For the December quarter of 2015, Australian GDP reported an expansion of 0.6% against the revised 1.1% increase in the last quarter, and is better than the market consensus based on the Australian Bureau of Statistics. The country’s economy rose by 3% which is more than the revised 2.7% growth during the September quarter and better than the market expectations. This primarily delivered the fastest expansion from third quarter of 2012. Meanwhile, the S&P/ASX 200 (INDEXASX: XJO) recovered by over 6.6% in the last three weeks (during February 15, 2016 to March 03, 2016).

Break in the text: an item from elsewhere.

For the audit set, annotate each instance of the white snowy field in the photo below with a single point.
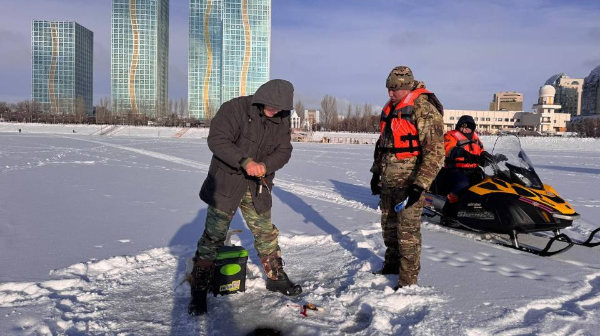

GDP growth for major economies (Source: The Australian trade commission)
Australia is the 12
th major economy in the world as of 2015, even though it has just 0.3% of the global population. The country’s nominal GDP is forecasted at US$1.2 trillion and comprises over 1.7% of the global economy. Australia has almost doubled its overall production value since the last decade and performed better than its peers over the last two decades. The productivity levels for over 15 Australian industries growth rate (out of 20) is better than the average productivity of its peers worldwide for the respective sectors. Moreover, the country’s performance for five major growth sectors like gas, education, oil, tourism and health is 20% better than the global average while for mining and agribusiness sectors the performance was 40% better than the global average. Apart from these sectors, the country’s performance in other major sectors like financial and insurance services, information media and telecommunications, professional, scientific, construction and technical services has witnessed decent growth. The country’s services sector reported an expansion by an average of 3.3% per annum.
Major driver for potential growth
The country’s proximity to Asia has opened a huge opportunity for Australia to become a key global exporter of minerals and energy resources and products. As a result, Australia delivered an overall resources and energy exports rise of over two and a half-fold to A$172 billion during 2004–2005 to 2014–15, wherein Asia was the major destination for these exports driven by China, Japan and South Korea regions. Having abundant reserves like iron ore, gold, zinc, nickel and uranium, Australia could continue to be the major exporter, despite short term pressures. Apart from commodity exports, the country is also developing its food and fiber exports which increased to over A$42 billion in 2014, driven by the Asian regions which comprised eight of the top 10 destination markets. With the OECD Development Centre estimating an increase of the Asia-Pacific region’s middle-class number to over 3.2 billion by 2030, Australia is well positioned to leverage this solid potential opportunity given its closeness to Asian region coupled with its ability to offer quality and premium products. Accordingly, Australia is building ties with Asian region to boost its medium- and long-term growth outlook. Meanwhile, the collective economies of China and India is expected to account over 28% of the globe’s GDP by 2020 which is a huge increase as compared to over 5% during 1980.
Australian Exports to China (Source: Thomson Reuters)
The Inbound tourism expenditure in Australia is also improving on the back of rapidly growing interest from the China, India, Hong Kong and Singapore markets. Demand from the USA and New Zealand also improved and generated 12.5% and 3.6% rise, respectively, during 2014-2015. Given the international visitor spending being forecasted to grow by over 4.7% per annum to over A$42 billion by 2019–2020, the tourism opportunity is intact for the region with China, India and other Asian nations contributing to major growth. Consequently, Australia’s overall visitor spending is expected to rise to A$128 billion by 2019–2020.
Potential Outlook
Australia is estimated to deliver average annual real GDP growth of 2.9% during 2016 - 2020 based on International Monetary Fund (IMF) estimations report (as of October 2015) which is far better as compared to the major developed economies and also against the average growth rate of 2.7% during 2011 to 2015. Moreover, as per the IMF forecasts, the country’s government net debt is expected to be only 18.3% of GDP in 2016, which is very less as compared to the 71.9% estimate of the advanced economies as a group. This lower level of public sector debt indicates that the country’s government is in a stable financial position which would offer support for sovereign ratings and economy growth.